Pour ceux qui ont à peine l'âge de Jake Bugg (20 ans), il est bon de rappeler que Rubin a vu défiler dans son studio des monstres comme les Beastie Boys, Run DMC (on lui doit d'ailleurs la fusion Rap/Rock avec le morceau culte "Rock this way"), Johnny Cash, Eminem, Black Sabbath, System of a Down, Adele, RHCP... (Cherchez l'erreur!) Une liste qui peut vite intimider un Bugg, très réservé, originaire d'un faubourg de Nottingham; Sans parler du physique impressionnant que déploie le sorcier barbu Rubin, la cinquantaine, qui en impose avec son 1,82m et ses « baggy » de skateur.

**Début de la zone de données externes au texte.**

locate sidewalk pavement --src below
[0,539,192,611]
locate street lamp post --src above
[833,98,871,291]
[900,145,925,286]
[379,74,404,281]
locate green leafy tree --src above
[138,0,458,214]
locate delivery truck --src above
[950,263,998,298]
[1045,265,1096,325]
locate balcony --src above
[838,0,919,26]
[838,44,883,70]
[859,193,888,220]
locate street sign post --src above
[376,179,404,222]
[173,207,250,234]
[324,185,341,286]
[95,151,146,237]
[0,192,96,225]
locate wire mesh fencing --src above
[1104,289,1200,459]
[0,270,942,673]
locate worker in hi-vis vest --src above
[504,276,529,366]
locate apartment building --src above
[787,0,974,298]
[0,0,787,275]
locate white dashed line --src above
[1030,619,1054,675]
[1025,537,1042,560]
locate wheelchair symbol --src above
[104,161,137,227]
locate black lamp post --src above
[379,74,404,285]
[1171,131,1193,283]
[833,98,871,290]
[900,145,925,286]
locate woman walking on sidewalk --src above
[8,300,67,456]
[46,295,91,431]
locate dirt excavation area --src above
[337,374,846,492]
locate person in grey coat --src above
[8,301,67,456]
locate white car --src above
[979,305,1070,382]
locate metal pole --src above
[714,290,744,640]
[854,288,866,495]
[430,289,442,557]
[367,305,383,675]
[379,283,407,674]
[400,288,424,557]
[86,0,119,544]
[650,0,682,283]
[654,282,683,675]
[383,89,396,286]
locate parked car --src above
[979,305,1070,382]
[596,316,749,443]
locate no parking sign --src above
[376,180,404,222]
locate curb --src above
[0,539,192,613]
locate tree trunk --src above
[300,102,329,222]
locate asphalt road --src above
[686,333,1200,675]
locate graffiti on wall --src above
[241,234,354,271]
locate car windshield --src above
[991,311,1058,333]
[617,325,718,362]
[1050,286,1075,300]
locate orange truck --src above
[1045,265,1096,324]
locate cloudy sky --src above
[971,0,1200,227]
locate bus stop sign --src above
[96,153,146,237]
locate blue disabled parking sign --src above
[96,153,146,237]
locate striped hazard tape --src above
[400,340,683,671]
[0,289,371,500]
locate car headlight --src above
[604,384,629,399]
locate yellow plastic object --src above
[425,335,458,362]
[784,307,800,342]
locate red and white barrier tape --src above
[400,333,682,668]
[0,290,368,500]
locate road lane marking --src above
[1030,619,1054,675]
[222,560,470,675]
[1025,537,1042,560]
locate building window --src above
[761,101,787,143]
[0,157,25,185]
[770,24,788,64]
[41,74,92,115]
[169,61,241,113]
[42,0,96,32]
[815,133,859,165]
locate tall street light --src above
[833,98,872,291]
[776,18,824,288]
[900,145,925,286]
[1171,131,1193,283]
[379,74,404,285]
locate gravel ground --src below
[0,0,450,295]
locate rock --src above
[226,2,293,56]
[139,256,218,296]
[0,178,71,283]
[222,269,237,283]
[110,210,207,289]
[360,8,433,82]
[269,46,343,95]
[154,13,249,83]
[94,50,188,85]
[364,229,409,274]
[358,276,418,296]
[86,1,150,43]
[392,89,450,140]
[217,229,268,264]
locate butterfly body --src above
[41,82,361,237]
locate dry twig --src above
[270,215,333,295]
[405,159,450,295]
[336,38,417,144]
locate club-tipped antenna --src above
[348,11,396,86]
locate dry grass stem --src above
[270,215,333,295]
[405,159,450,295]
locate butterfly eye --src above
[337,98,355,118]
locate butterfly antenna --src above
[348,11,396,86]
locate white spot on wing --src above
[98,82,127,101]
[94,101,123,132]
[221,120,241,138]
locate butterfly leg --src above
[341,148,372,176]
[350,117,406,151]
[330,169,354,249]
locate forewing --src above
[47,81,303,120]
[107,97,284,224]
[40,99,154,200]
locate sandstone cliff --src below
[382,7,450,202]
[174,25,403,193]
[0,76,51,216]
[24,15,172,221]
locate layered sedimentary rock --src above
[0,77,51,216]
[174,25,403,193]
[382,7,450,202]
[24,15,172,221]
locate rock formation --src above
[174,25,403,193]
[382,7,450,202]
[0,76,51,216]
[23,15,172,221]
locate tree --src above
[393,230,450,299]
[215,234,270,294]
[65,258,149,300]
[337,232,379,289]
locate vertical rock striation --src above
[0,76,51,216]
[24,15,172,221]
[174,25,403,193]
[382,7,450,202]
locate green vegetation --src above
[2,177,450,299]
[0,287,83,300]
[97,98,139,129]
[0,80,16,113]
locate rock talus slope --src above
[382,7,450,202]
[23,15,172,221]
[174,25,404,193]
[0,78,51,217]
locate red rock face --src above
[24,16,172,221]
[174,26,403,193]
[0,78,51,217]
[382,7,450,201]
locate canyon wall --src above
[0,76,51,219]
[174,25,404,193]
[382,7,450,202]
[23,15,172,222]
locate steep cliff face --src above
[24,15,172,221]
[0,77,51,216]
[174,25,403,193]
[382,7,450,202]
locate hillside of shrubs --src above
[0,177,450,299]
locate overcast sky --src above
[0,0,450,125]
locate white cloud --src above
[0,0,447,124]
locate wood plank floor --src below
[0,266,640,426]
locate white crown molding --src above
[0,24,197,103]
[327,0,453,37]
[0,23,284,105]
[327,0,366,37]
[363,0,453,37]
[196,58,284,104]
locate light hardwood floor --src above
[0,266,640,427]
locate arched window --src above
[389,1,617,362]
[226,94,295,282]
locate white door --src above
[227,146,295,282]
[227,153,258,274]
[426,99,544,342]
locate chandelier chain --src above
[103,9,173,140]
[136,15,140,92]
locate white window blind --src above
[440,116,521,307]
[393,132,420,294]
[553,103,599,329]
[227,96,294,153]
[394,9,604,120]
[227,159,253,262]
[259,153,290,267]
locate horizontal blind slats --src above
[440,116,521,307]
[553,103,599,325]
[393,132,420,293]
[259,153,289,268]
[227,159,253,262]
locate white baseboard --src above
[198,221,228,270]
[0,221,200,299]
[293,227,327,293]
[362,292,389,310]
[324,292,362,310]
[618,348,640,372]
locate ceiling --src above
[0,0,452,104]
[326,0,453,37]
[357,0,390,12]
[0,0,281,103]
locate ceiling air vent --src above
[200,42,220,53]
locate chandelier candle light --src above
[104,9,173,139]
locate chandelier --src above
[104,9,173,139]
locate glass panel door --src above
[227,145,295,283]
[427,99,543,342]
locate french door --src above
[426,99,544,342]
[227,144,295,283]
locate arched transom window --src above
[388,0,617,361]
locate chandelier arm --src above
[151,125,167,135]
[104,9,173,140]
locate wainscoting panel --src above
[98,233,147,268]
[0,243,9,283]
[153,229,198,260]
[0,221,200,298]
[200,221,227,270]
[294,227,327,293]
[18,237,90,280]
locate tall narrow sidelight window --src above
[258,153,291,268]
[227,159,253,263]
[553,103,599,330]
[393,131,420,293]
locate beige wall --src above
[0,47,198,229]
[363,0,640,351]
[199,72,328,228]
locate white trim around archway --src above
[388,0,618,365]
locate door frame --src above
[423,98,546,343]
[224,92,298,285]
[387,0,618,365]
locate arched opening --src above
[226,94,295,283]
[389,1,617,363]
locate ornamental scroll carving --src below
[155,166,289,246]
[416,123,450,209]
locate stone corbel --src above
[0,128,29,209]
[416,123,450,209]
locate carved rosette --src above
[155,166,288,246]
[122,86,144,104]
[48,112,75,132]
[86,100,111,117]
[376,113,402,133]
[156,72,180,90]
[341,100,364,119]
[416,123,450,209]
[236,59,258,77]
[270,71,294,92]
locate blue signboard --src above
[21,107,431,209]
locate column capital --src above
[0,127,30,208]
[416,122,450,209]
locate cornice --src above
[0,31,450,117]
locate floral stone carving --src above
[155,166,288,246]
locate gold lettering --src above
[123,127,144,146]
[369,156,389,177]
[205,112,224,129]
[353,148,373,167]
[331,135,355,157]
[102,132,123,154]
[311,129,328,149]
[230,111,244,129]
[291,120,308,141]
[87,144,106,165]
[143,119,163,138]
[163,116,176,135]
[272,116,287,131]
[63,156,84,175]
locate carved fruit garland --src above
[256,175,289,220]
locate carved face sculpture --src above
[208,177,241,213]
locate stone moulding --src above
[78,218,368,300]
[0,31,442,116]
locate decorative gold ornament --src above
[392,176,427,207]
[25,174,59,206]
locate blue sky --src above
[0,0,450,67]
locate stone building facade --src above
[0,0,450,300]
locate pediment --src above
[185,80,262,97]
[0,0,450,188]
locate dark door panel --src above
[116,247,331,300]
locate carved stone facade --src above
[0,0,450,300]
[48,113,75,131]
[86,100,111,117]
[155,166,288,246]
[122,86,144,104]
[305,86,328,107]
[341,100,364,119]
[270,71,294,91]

Quelle rencontre improbable entre ces 2 personnages!!! Imaginez le jeune anglais avec sa frimousse d'ange androgyne tout droit sortie d'un documentaire des sixties (vous savez, celui sur les musiciens anglais enflammant le cœur des filles, guitare à la main et clope au bec) frappant à la porte de l'Hagrid de la production musicale américaine. Un moment à la fois flippant, cocasse et peut-être anthologique (l'avenir nous le dira). Ces moments forts et trop discrets qui font aussi partie de l'histoire de la “musique pas comme les autres”.

Mais revenons un instant sur notre anglais fébrile devant cette porte rouge du “Shangri La” (également le nom du studio de Rubin). Plusieurs scénarios sont envisageables à ce tête à tête : On peut penser que, finalement, le grand Rubin ouvre la porte de son studio en dévisageant le jeune éphèbe impressionné et lui lance comme un défi : "Alors on est prêt à rentrer dans le Panthéon du rock'n'roll petit?" Ou alors, qu’il découvre un Bugg se décomposant sur place devant lui, puis l'invite à rentrer dans son temple et, tel un grand-père spirituel lui offre un remontant (c’est-à-dire un verre d'eau pour Jake Bugg, pas en âge de consommer de l'alcool) et commence à lui raconter toutes les anecdotes précieuses des séances d'enregistrement avec l'Homme en noir (Jake Bugg admire Johnny Cash).  

« Shangri La » de Jake Bugg : l’histoire de Buggman et Rubin.

Oubliez tout ça! Le jeune anglais est  rusé! Pour éviter le “bugg”,  avant son départ pour les Etats Unis, il ne lit rien sur Rubin. Pour lui c'est juste "the man with a beard"!!, si bien qu’il contourne toute la pression qui aurait pu le mettre en péril pour l'album et il arrive en terrain presque neutre chez Rubin avec juste ses talents de songwriter, de chanteur et de guitariste. C'est à peine s'il comprend qui est Chad Smith, (le batteur des Red Hot) qui vient l'accompagner durant quelques enregistrements. Malin Buggman!!

Dès les premières notes, le décor est posé; Nous sommes en 1970, à bord de Pocahontas (un autocar Eagle avec des ailes en bois que Neil Young utilisait pour ses tournées et pour promener ses amis) et Jake Bugg nous invite à marcher sur les traces des vieux folk-singers américains.

Les 3 premiers morceaux plein de sève dont l'hymne "What doesn't kill U" nous donne tout simplement envie de nous lever le matin et d'affronter la vie. Avec sa voix nasillarde à la Dylan, reconnaissable entre toutes, il compose des mélodies efficaces qui restent facilement dans le crane. Neil Young, Simon and Garfunkel, Johnny Cash, Canneat Heat... autant de références présentes tout au long de cet album de caractère et de maturité. Même si quelques titres s'étirent un peu trop et se perdent avec des solos de guitare soporifiques (vous savez ces “trucs” qui ne servent à rien) comme sur "All your reasons" qui commence comme un morceau de Ben harper. Cela n'enlève en rien à la qualité de cet album. Bugg jongle entre guitare électrique, et guitare folk de manière déconcertante, découvrant l'accompagnement qui peut faire de ses titres des machines de guerre. Sur des morceaux plus simples et plus épurés, il réussit à nous donner la “goosebumps” comme sur le titre “Simple Pleasures”.

Malgré son jeune âge, il réussit à avoir un regard critique sur la société de consommation et une réflexion fructueuse sur les amours déchus. Ahhh! Mélancolie quand tu nous tiens! Dans les années à venir, il faudra compter sur cet anglais sans doute programmé dès cet été dans vos festivals favoris.

« Shangri La » de Jake Bugg : l’histoire de Buggman et Rubin.